Air des Trois couleurs (Air noté )


Quoi ! vous fuyez, vous, les vainqueurs du monde !
Devant Leipsig le sort s’est-il mépris ?
Quoi ! vous fuyez ! et ce fleuve qui gronde,
D’un pont qui saute emporte les débris !
Soldats, chevaux, pêle-mêle, et les armes,
Tout tombe là ; l’Elster roule entravé.
Il roule sourd aux vœux, aux cris, aux larmes :
« Rien qu’une main, (bis) Français, je suis sauvé ! »

« Rien qu’une main ? malheur à qui l’implore !
« Passons, passons. S’arrêter ! et pour qui ? »
Pour un héros que le fleuve dévore :
Blessé trois fois, c’est Poniatowski.
Qu’importe ! on fuit. La frayeur rend barbare.
À pas un cœur son cri n’est arrivé.
De son coursier le torrent le sépare :
« Rien qu’une main, Français, je suis sauvé ! »

Il va périr ; non ; il lutte, il surnage ;
Il se rattache aux longs crins du coursier.
« Mourir noyé ! dit-il, lorsqu’au rivage
« J’entends le feu, je vois luire l’acier !

« Frères, à moi ! vous vantiez ma vaillance.
« Je vous chéris ; mon sang l’a bien prouvé.
« Ah ! qu’il m’en reste à verser pour la France !
« Rien qu’une main, Français, je suis sauvé ! »

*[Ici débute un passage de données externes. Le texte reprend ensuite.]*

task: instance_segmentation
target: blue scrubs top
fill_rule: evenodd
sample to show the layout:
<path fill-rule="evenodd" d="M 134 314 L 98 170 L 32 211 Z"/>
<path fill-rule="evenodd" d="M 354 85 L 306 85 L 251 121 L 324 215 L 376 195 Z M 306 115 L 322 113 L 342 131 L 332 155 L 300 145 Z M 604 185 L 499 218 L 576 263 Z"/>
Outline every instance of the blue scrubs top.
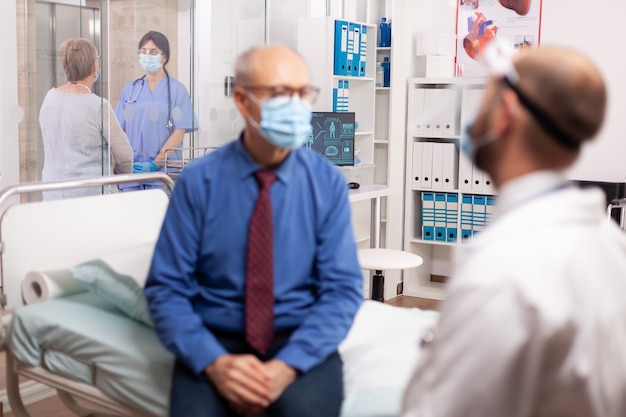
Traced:
<path fill-rule="evenodd" d="M 171 106 L 171 130 L 167 127 L 168 104 Z M 164 77 L 152 92 L 145 77 L 129 82 L 122 90 L 115 115 L 133 147 L 134 162 L 154 160 L 174 130 L 185 129 L 189 133 L 197 127 L 187 89 L 172 77 Z M 180 159 L 180 155 L 171 157 Z"/>

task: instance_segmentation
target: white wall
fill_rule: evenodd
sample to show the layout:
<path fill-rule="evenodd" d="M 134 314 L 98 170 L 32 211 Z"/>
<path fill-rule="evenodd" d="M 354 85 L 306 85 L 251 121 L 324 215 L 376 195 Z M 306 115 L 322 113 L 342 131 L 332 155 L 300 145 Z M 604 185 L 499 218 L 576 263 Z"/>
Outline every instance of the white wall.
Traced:
<path fill-rule="evenodd" d="M 583 150 L 570 177 L 622 182 L 626 178 L 626 72 L 622 33 L 626 3 L 621 1 L 544 0 L 541 44 L 567 45 L 590 56 L 609 90 L 604 128 Z"/>
<path fill-rule="evenodd" d="M 16 16 L 16 2 L 0 2 L 0 15 Z M 3 19 L 0 25 L 2 65 L 0 65 L 0 189 L 19 182 L 19 130 L 24 112 L 17 95 L 17 22 Z"/>

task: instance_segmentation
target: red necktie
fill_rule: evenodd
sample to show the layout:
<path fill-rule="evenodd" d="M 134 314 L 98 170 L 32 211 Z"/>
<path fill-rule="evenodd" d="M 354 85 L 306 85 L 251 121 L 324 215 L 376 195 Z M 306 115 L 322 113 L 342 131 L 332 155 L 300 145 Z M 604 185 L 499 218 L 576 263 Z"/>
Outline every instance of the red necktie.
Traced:
<path fill-rule="evenodd" d="M 259 183 L 248 235 L 246 260 L 246 341 L 261 355 L 274 336 L 274 232 L 270 186 L 272 171 L 254 173 Z"/>

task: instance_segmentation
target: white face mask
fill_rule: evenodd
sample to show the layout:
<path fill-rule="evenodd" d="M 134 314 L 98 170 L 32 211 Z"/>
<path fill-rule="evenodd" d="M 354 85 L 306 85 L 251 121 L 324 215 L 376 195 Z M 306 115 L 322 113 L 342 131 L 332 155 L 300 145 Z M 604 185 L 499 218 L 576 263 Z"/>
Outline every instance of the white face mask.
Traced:
<path fill-rule="evenodd" d="M 139 65 L 146 72 L 154 74 L 163 66 L 161 64 L 161 55 L 139 54 Z"/>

Point de secours ! et sa main défaillante
Lâche son guide : adieu, Pologne, adieu !
Mais un doux rêve, une image brillante
Dans son esprit descend du sein de Dieu.
« Que vois-je ? enfin, l’aigle blanc se réveille,
« Vole, combat, de sang russe abreuvé.
« Un chant de gloire éclate à mon oreille.
« Rien qu’une main, Français, je suis sauvé ! »

Point de secours ! il n’est plus, et la rive
Voit l’ennemi camper dans ses roseaux.
Ces temps sont loin, mais une voix plaintive
Dans l’ombre encore appelle au fond des eaux ;
Et depuis peu (grand Dieu, fais qu’on me croie !),
Jusques au ciel son cri s’est élevé.
Pourquoi ce cri que le ciel nous renvoie :
« Rien qu’une main, Français, je suis sauvé ! »

C’est la Pologne et son peuple fidèle
Qui tant de fois a pour nous combattu ;
Elle se noie au sang qui coule d’elle,
Sang qui s’épuise en gardant sa vertu.
Comme ce chef mort pour notre patrie,
Corps en lambeaux dans l’Elster retrouvé,
Au bord du gouffre un peuple entier nous crie :
« Rien qu’une main, Français, je suis sauvé ! »




f*. Joseph Poniatowski, neveu du dernier roi de Pologne, né en 1766, servit glorieusement dans les armées françaises depuis 1806 jusqu’à 1813. Après la bataille de Leipzig, Napoléon l’éleva au grade de maréchal d’empire, et lui donna le commandement d’un corps de Polonais et de Français, à la tête duquel il fit des prodiges de valeur. Le 18 octobre, les ponts de l’Elster ayant été détruits pour couvrir notre retraite, Poniatowski, resté à l’arrière-garde et pressé de toutes parts par les troupes ennemies, rejette les propositions que leurs généraux lui font faire. Dangereusement blessé, il s’écrie : Dieu m’a confié l’honneur des Polonais, je ne le remettrai qu’à Dieu. Il tente de s’ouvrir un passage à travers le fleuve, mais, épuisé de sang, et entraîné par les flots, il disparaît englouti. Ce n’est que quelques jours après que son corps fut trouvé sur les bords de l’Elster.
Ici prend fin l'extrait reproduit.